From: MATTHEW PAUL KUNDERT (mpkundert@students.wisc.edu)
Date: Wed Sep 17 2003 - 18:23:43 BST
David,
David said:
It seems interesting to me how reductionists work from static patterns and try to explain dynamic ones such as consciousness/agency. Whilst it is often clear, such as with language, that dynamic creation adds to static material, i.e. more/new words/ideas. It also strikes me how consciousness/agency seems to fade towards darkness/dreaming/forgetting/mechanism. You struggle to learn a new skill, and before long you can do it with your eyes shut, without thinking, with mechanical precision. Any thoughts on this?
Matt:
Well, I don't want to make this about metaphysicians, like reductionists, because I think everyone does this unconsciously to some degree. I think it is almost impossible to predict something as Dynamic with any significant degree of certainty while it is struggling to birth itself. I'm a firm believer in "only time will tell" and its our historians, intellectual historians, sociologists, literary critics, and Hegelian philosophers who will tell us when something Dynamic occured. I doubt the homo sapiens could really tell that they had changed all that much from the homo erectuses in the early stages. It was only after significant time and change had occured could we go back and go, "Okay, well, I think the change started to happen, um ... here."
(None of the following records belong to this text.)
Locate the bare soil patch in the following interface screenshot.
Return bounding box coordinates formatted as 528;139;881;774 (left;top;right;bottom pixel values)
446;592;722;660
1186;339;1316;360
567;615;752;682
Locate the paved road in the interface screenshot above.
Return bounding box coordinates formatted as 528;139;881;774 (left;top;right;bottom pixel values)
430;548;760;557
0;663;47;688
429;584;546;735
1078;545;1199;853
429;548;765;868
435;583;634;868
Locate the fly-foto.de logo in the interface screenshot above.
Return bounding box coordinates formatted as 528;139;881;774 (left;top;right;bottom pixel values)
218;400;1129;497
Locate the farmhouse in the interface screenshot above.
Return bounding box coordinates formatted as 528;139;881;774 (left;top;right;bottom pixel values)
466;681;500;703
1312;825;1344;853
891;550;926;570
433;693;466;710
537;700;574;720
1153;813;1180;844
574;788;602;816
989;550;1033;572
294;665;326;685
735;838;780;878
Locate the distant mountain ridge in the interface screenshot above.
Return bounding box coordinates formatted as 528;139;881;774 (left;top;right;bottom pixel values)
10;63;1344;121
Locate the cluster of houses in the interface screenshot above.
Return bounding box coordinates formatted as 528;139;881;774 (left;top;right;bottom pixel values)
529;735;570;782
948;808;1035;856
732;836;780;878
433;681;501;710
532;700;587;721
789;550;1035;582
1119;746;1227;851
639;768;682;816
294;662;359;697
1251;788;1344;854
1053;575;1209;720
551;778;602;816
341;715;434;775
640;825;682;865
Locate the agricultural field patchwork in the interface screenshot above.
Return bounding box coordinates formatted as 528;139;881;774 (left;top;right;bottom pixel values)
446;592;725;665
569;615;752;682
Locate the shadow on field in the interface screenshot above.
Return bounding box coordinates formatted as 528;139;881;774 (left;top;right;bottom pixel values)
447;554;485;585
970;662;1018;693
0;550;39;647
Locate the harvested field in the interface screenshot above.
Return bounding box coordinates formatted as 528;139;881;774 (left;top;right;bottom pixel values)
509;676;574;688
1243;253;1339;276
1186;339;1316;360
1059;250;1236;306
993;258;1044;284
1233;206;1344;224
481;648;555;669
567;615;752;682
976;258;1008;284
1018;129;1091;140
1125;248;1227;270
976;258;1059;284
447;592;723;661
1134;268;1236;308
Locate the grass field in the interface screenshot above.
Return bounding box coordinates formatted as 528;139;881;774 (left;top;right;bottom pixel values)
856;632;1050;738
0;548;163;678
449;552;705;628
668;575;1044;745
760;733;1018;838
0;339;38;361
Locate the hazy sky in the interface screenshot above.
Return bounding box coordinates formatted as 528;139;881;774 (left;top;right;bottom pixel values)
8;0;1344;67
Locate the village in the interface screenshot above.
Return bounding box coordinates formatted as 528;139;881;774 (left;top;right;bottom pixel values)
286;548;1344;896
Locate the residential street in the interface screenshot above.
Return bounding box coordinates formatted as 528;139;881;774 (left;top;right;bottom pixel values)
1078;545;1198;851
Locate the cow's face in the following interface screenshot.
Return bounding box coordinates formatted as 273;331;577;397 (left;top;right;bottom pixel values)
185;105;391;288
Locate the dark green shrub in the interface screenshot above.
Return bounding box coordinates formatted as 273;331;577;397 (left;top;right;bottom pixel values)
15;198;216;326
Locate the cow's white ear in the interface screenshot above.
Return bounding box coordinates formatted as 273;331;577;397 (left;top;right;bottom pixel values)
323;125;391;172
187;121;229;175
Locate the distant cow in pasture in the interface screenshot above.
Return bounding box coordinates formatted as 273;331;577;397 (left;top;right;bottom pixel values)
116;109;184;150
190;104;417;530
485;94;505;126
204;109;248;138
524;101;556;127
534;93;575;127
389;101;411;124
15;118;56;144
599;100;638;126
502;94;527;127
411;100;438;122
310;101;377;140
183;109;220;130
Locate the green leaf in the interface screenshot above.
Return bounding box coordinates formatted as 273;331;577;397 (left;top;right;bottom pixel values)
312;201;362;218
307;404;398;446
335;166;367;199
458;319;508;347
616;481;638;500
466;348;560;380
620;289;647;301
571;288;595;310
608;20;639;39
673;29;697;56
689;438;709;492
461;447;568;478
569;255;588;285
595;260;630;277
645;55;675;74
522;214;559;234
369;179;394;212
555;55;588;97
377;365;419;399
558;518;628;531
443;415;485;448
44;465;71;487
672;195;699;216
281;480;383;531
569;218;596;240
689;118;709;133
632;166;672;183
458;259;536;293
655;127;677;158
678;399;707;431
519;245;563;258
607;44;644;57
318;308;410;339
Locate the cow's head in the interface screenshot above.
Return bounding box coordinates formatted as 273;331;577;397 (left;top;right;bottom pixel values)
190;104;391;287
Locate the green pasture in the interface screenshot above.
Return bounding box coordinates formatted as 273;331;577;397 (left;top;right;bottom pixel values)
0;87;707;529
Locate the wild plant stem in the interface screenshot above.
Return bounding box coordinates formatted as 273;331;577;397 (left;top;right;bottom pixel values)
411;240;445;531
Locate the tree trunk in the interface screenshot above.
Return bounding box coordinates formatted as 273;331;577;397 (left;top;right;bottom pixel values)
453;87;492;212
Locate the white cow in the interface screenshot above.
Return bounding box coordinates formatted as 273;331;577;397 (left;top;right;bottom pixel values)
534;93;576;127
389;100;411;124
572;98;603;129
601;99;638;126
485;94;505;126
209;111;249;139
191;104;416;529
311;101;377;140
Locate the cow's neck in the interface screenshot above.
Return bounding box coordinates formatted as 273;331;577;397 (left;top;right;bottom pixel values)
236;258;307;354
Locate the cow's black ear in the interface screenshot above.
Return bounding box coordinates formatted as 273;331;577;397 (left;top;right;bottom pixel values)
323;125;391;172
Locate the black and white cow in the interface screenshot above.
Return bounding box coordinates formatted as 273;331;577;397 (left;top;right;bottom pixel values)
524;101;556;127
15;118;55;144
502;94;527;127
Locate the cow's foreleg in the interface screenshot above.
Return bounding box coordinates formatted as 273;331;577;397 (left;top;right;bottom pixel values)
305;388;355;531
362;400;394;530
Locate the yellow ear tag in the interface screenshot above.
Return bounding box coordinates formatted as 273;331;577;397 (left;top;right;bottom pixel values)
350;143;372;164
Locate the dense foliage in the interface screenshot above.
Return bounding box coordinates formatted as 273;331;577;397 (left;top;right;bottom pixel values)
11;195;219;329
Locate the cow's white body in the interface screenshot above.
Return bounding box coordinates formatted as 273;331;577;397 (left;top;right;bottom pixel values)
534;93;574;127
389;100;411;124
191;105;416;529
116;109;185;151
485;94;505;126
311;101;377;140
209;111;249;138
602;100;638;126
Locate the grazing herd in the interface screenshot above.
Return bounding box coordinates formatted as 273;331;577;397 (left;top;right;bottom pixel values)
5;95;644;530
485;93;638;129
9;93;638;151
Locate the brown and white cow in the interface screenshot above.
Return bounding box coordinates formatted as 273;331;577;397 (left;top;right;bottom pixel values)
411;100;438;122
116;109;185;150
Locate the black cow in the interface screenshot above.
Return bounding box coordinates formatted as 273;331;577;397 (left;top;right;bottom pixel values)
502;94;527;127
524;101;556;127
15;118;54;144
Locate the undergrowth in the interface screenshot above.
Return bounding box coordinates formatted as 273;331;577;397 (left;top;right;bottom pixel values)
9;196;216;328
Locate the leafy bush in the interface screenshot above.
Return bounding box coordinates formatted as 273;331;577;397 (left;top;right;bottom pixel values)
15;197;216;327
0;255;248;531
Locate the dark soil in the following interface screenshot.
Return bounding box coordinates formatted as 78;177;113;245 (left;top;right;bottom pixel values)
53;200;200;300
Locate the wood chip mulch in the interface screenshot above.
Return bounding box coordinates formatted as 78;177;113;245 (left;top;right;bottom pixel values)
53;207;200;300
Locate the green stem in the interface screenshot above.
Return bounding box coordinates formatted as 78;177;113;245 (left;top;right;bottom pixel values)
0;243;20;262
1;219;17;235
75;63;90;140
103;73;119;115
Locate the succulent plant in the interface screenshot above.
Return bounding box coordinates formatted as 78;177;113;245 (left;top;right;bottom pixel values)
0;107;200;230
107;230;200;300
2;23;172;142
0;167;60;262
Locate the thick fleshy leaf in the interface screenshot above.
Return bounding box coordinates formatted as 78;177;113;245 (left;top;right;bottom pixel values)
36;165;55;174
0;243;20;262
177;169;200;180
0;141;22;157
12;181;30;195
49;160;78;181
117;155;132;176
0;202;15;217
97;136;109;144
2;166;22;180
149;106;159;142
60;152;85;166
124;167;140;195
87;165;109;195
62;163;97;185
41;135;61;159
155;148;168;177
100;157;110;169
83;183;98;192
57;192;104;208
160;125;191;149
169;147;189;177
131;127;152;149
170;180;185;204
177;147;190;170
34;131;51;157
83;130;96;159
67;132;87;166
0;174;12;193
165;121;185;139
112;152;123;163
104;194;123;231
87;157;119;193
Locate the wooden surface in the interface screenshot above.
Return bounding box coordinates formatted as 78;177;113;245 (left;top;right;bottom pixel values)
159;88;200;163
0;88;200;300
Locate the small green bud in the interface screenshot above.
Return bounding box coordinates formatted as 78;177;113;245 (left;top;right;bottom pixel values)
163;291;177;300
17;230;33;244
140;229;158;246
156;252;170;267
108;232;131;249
One of the best books I've read in the last year was The Longing for Total Revolution by Bernard Yack. In it he argues that an important philosophical change occured in the Enlightenment that marks a definite break and explains how their theories and rhetoric evolved. Hans Blumenberg argues the same thing in The Legitimacy of the Modern Age. But I'm not sure we'd be able to do it for things that happened in the last ten years. And even if we mark it as a significant _change_, that doesn't immediately qualify it for Dynamic status. It has to be better, too. Alasdair MacIntyre charts the evolution of moral philosophy and argues that there has been a break, but he argues that this break was _bad_.